Published 2006 · Medicine
The objective of the study was to study the cytohormonal and morphological alterations in cervicovaginal smears associated with the use of hormone replacement therapy (HRT) and to assess the utility of vaginal cytology in determining the response to HRT. Ninety postmenopausal women (30 on estrogen-progesterone combination (HRT) for 1 to 24 mo (user 1), 30 on estrogen therapy (ERT) for 1 to 44 mo (user 2), and 30 not on any hormones (nonusers)) were included in the cross-sectional study. Their lateral vaginal wall smears and cervical smears were examined for hormonal and morphological assessments, respectively. The smear pattern showed predominance of parabasal cells in 46.6% of nonusers, while none of the users had >70% parabasal cells. A high percentage (>70%) of intermediate cells was found in 46.6% of users and only in 16.6% of nonusers.

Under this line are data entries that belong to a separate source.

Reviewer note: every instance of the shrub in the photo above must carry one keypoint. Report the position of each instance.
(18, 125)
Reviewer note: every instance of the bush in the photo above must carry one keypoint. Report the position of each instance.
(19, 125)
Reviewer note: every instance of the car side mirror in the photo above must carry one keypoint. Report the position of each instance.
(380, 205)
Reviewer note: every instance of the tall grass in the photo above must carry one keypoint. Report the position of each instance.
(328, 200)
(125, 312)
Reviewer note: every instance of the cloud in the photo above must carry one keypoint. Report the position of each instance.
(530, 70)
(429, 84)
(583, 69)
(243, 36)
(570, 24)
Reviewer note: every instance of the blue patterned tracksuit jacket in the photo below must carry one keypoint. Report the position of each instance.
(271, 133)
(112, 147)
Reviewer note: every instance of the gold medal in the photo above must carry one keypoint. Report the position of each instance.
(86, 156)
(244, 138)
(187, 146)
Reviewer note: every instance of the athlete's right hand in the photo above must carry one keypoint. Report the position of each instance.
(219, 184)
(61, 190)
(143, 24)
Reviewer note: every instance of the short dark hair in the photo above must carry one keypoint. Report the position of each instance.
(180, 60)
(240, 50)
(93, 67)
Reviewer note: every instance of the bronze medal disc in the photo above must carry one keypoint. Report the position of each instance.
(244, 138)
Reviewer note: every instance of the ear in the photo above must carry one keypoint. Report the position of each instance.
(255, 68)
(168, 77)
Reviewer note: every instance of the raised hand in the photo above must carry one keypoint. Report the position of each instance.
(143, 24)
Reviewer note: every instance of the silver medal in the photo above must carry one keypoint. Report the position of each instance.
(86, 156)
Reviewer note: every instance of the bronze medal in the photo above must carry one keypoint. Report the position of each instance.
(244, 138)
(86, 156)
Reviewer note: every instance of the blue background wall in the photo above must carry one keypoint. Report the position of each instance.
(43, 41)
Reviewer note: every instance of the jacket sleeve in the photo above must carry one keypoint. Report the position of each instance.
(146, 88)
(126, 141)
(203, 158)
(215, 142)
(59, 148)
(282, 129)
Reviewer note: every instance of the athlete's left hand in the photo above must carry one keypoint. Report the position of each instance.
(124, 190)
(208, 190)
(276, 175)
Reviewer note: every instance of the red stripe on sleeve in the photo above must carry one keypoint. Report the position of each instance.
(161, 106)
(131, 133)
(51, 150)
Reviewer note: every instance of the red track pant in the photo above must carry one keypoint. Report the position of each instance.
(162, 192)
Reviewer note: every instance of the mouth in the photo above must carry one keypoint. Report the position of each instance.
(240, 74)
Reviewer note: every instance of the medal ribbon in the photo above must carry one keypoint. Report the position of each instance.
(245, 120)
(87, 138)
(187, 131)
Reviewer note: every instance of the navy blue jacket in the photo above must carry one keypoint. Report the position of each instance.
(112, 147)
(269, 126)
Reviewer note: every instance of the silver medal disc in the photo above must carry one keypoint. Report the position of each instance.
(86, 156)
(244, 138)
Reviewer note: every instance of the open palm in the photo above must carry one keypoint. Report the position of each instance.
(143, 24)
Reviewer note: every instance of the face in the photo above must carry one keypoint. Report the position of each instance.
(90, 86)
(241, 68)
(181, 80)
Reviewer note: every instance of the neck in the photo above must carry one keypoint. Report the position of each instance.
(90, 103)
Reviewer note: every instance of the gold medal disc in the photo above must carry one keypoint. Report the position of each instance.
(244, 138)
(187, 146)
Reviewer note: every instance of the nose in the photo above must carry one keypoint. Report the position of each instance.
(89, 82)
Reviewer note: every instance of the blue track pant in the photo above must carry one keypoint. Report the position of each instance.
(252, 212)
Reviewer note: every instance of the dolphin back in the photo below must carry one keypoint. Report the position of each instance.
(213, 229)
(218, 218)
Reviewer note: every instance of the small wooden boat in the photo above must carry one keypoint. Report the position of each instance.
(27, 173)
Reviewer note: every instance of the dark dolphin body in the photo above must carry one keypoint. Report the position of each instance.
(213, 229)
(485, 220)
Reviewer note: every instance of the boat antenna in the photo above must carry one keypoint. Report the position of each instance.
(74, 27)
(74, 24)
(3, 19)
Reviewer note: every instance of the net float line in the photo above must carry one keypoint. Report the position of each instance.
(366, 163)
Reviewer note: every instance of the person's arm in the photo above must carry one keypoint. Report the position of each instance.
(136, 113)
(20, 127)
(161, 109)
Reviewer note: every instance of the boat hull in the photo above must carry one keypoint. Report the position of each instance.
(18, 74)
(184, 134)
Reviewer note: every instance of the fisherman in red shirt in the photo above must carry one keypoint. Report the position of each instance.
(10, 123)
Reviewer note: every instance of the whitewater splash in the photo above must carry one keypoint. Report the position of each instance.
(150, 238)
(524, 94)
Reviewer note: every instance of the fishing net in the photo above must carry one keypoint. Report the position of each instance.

A high maturation value (MV) was found in more than 75% of users but in only 16.6% of nonusers. The women with high MV (>50) were significantly less symptomatic than did nonusers. Atrophic changes were present in cervical smears of 14/20 (46.6%) nonusers when compared with 1/60 (1.66%) users. Atypical squamous cells of undetermined significance (ASC-US) were diagnosed in seven users and three nonusers. It persisted on follow-up in four users and one nonuser. Histology revealed one mild dysplasia among users. Lactobacilli were more frequently observed in users. The cytohormonal pattern on vaginal smears correlates well with the response to hormonal therapy and clinical symptoms. Awareness of the morphological alterations associated with the use of replacement hormones would enable the cytologists to reduce the false-positive diagnoses while evaluating postmenopausal smears.